Pouteria campechiana, a.k.a. The Canistel, originated in the dry subtropics of Mexico as well as tropical areas of Belize, Guatemala, and El Salvador. It was picked in the wild by the Native Americans for thousands of years, and was domesticated for farming in the 1920's. Some people describe the flesh of the the Canistel fruit as being similar to cooked egg yolks and has garnered it the dubious nickname of Egg fruit. I find it difficult to describe the texture, it's very dry for a fruit, kind of like an avocado, but not oily. The flavor of the fruit was sweet, and quite strong, and somewhat like that of a soft baked sweet potato.
When kept at room temperature, the Canistel will ripen in 3 to 10 days. You should use them before they become too soft and mushy. Ripe fruit can be kept in good condition in the fridge for several days.
1/4 teasp. ground Cinnamon
1 1/2 cups low-fat plain Yogurt
2 1/2 cups Canistel pulp, frozen
1 tablesp. Honey
Juice from half Lime
Combine all the ingredients in a blender, pulse until smooth and serve immediately. Serves two in about 10 minutes.
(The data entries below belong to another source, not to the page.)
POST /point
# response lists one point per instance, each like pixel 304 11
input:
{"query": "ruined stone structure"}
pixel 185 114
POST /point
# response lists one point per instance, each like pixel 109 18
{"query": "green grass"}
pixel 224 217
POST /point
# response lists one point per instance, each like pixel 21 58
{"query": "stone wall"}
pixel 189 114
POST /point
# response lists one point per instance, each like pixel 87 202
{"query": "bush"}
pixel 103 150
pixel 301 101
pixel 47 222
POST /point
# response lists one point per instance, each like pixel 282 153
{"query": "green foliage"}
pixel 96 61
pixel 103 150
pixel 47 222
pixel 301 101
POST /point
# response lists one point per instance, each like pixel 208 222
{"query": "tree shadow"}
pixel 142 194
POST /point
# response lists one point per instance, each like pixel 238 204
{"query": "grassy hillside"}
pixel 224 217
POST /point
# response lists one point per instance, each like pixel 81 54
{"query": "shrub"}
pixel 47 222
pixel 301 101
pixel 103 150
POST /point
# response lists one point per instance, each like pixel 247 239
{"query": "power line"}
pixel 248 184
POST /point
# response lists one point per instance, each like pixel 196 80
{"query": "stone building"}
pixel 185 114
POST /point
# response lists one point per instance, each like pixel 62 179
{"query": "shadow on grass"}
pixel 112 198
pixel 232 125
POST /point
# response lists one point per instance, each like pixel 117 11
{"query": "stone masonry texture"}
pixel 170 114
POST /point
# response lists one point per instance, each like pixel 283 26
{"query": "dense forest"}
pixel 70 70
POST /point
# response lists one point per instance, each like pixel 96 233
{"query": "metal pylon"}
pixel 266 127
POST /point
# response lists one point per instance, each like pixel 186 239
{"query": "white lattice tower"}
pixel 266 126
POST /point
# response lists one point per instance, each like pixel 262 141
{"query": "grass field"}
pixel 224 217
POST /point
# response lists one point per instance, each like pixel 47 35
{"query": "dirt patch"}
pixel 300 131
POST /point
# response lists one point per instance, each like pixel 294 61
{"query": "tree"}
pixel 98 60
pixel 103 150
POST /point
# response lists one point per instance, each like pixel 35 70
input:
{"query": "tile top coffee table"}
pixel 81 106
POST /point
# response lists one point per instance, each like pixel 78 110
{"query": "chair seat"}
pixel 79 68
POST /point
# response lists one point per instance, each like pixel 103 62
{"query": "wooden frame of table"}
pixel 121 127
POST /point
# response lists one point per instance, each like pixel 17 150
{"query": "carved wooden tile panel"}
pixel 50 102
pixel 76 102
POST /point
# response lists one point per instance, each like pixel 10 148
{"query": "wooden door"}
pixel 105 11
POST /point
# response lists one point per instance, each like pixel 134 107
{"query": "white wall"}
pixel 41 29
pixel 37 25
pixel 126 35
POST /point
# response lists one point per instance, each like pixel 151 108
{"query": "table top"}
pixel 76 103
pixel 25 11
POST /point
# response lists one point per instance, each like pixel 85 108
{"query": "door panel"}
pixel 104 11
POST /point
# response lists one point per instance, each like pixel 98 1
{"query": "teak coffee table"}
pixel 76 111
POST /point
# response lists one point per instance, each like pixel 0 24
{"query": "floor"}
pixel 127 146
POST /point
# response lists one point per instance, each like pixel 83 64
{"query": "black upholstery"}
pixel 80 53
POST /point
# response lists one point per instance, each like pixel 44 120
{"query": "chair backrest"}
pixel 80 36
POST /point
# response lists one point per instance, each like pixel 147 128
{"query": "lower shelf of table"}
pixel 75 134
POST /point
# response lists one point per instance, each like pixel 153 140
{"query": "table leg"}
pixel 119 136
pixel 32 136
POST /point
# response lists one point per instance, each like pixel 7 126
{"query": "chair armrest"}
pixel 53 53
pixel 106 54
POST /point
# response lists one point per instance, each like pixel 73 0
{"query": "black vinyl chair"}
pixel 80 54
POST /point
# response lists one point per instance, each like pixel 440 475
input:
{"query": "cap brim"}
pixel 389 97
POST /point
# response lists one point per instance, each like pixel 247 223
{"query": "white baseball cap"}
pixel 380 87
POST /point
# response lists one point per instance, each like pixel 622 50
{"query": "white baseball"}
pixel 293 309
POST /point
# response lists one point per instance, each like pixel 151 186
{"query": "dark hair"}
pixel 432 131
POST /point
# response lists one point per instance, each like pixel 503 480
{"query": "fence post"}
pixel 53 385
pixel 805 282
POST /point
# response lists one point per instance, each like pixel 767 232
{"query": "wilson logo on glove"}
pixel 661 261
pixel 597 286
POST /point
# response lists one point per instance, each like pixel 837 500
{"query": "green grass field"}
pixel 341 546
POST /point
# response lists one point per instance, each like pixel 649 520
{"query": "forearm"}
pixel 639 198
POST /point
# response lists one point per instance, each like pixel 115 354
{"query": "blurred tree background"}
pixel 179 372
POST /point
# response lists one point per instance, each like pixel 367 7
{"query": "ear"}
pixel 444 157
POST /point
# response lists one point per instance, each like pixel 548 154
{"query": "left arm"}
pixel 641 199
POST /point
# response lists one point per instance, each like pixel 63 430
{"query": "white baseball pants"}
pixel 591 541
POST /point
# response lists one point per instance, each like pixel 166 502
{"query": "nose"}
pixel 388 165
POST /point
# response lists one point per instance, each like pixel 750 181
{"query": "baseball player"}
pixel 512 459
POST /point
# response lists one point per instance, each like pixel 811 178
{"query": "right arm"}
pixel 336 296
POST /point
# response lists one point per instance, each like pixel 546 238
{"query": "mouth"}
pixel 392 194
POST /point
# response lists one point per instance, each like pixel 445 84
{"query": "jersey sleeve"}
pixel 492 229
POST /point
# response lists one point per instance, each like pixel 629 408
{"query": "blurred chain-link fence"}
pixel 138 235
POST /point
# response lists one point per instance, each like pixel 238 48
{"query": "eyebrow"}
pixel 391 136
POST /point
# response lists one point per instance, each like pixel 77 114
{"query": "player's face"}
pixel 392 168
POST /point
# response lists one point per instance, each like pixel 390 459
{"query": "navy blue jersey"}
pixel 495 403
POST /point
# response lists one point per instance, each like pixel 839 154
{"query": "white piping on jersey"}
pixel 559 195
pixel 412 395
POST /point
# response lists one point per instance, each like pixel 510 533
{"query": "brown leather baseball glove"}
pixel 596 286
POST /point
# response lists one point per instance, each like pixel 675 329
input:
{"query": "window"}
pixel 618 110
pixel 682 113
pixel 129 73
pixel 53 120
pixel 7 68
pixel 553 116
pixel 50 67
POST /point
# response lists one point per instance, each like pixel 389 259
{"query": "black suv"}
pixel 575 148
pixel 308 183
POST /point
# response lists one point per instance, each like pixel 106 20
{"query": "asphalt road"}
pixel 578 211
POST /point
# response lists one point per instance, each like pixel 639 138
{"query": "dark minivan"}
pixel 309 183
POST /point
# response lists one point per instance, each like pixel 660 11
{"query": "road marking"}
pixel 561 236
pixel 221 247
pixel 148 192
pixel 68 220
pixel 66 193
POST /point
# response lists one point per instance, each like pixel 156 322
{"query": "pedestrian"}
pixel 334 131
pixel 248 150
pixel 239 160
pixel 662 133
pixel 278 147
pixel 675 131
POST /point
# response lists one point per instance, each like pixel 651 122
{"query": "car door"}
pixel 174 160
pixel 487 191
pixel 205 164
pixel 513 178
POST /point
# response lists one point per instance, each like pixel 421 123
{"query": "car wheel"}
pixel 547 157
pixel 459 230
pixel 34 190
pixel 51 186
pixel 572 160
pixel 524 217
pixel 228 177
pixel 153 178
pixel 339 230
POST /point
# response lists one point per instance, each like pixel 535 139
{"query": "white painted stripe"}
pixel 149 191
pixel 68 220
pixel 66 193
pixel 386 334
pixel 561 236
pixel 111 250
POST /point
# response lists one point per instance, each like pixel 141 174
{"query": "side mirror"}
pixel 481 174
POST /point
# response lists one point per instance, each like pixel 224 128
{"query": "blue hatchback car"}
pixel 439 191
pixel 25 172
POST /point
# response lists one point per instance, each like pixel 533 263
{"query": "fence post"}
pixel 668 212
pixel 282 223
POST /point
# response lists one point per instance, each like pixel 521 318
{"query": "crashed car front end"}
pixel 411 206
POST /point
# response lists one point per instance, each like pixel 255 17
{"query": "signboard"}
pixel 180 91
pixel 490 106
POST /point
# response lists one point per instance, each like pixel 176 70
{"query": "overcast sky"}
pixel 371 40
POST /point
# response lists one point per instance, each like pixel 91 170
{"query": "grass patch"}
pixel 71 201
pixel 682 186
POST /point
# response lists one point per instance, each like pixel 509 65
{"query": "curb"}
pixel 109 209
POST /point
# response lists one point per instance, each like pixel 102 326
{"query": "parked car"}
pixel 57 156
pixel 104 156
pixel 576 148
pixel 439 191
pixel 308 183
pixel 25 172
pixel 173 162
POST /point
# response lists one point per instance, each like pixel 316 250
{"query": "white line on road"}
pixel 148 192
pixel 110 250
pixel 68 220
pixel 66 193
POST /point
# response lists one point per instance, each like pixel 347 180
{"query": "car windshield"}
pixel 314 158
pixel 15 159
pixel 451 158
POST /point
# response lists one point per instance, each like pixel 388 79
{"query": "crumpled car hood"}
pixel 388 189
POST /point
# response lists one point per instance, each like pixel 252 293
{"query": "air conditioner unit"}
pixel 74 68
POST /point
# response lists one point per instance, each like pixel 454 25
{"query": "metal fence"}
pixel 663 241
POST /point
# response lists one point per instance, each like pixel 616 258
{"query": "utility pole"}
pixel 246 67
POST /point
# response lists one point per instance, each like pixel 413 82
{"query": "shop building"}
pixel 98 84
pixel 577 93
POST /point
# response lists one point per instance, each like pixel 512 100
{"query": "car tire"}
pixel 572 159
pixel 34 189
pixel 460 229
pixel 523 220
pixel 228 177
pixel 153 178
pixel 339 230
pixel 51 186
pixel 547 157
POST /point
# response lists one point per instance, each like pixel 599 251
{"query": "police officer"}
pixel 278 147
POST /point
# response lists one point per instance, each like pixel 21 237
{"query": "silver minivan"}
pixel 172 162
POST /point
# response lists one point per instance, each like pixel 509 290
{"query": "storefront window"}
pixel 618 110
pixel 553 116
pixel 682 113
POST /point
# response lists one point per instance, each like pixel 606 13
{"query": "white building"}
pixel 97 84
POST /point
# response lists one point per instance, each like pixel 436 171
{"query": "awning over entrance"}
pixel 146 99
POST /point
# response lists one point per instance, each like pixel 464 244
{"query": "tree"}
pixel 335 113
The Canistel fruit is green skinned, hard as a rock and indigestible when unripe, it doesn't reach its peak of flavor until the skin is completely yellow. Usually they're a bright lemon yellow, but can sometimes be a dark orangy yellow. You know it's ripe when it gives easily to thumb pressure, like a very ripe mango. In general the fruit of Canistel do not mature on the tree at the same time and some trees fruit all year.
Canistel Vanilla Milk Shake
1 cup Canistel pulp, frozen
1 1/2 cups Milk, very cold
1 3/4 cups Vanilla ice cream
1 teaspoon Vanilla Extract
Mint for Garnish is optional
Combine all the ingredients in a blender, starting with the frozen pulp and milk, pulse until smooth and serve immediately. Makes two servings in about 10 minutes.